Which is to say the winning score is likely to be higher than 280, even par for four rounds, not the 16 under that McIlroy shot last year. Call it Revenge of the Blue Blazers. They call it golf’s toughest test.
And that’s the way it should be for the U.S. Open. Each of the four majors has its own distinct personality. The Masters has its roars from deep into Augusta National on Sunday afternoon. The Open Championship is subject to the quirks and humps and bounces of links golf. The PGA Championship is a blend of the other three.
The U.S. Open is the sternest examination in the game. The course setup will expose your frailties and exploit your weaknesses.
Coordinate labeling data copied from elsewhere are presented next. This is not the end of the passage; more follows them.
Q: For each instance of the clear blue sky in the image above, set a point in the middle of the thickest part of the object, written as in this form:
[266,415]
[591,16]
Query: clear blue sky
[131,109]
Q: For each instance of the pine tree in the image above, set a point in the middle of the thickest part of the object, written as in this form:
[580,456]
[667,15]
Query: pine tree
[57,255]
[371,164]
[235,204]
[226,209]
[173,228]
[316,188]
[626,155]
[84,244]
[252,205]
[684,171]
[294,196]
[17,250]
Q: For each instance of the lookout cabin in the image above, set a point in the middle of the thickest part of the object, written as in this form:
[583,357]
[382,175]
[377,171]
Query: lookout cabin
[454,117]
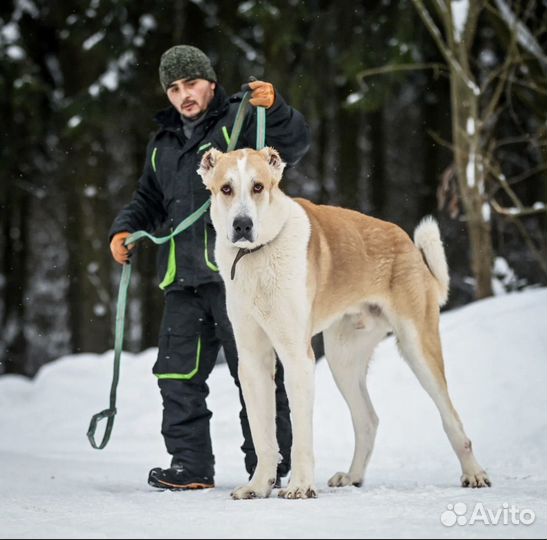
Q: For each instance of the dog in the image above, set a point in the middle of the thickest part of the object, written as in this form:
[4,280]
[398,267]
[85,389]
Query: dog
[293,269]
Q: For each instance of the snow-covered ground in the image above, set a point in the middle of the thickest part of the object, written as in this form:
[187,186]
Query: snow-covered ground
[54,485]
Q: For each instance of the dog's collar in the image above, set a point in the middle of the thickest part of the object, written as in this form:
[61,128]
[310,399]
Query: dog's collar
[241,253]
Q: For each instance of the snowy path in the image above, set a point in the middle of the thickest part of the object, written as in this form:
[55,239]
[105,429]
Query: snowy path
[53,484]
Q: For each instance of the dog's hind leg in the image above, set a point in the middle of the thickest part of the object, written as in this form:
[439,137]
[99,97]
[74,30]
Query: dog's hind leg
[256,374]
[348,351]
[420,344]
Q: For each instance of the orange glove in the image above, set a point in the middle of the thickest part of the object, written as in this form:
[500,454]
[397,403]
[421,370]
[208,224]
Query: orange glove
[263,94]
[120,252]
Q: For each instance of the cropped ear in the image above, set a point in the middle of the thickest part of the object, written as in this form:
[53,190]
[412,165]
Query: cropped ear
[271,155]
[207,165]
It’s way too easy to get on the bogey train at the Open and the problem is, there are not enough birdie chances on an Open course to make up for very many mistakes.
So, it’s either going to take someone who can string together a bunch of pars (Dufner) or someone who makes a pile of birdies and bogeys (Fowler). Or maybe it will be someone in between, like for instance Matt Kuchar, who was tied for the lead at The Masters late on the final day.
Where does that leave the top-ranked players? McIlroy is unlikely to repeat, simply because of the odds. However, The Olympic Club would seem to suit him royally, with its requirement of good, straight driving. It might be too big a ballpark for Luke Donald but he will be one of the favorites, nonetheless. Lee Westwood might have the best chance of the new Big Three, especially since the scores won’t be much under par, if at all.
Doubtful it will be Bubba Watson, Masters champion. You can only hit so many 40-yard hooks out of the trees before it starts to catch up with you and Olympic will provide many of those opportunities for Watson if his pink driver starts to betray him.
The point is, it could be that any one of 50 or 60 – or even more – players in the field have a chance to win this U.S. Open and none of them might happen to be Woods. However, Olympic is notorious for unexpected winners and who more than Woods, in many minds, is the least likely to win this Open?
But for him to win, he not only will have to beat the course, but he will have to beat a whole bunch of guys who aren’t scared of him – or anybody else.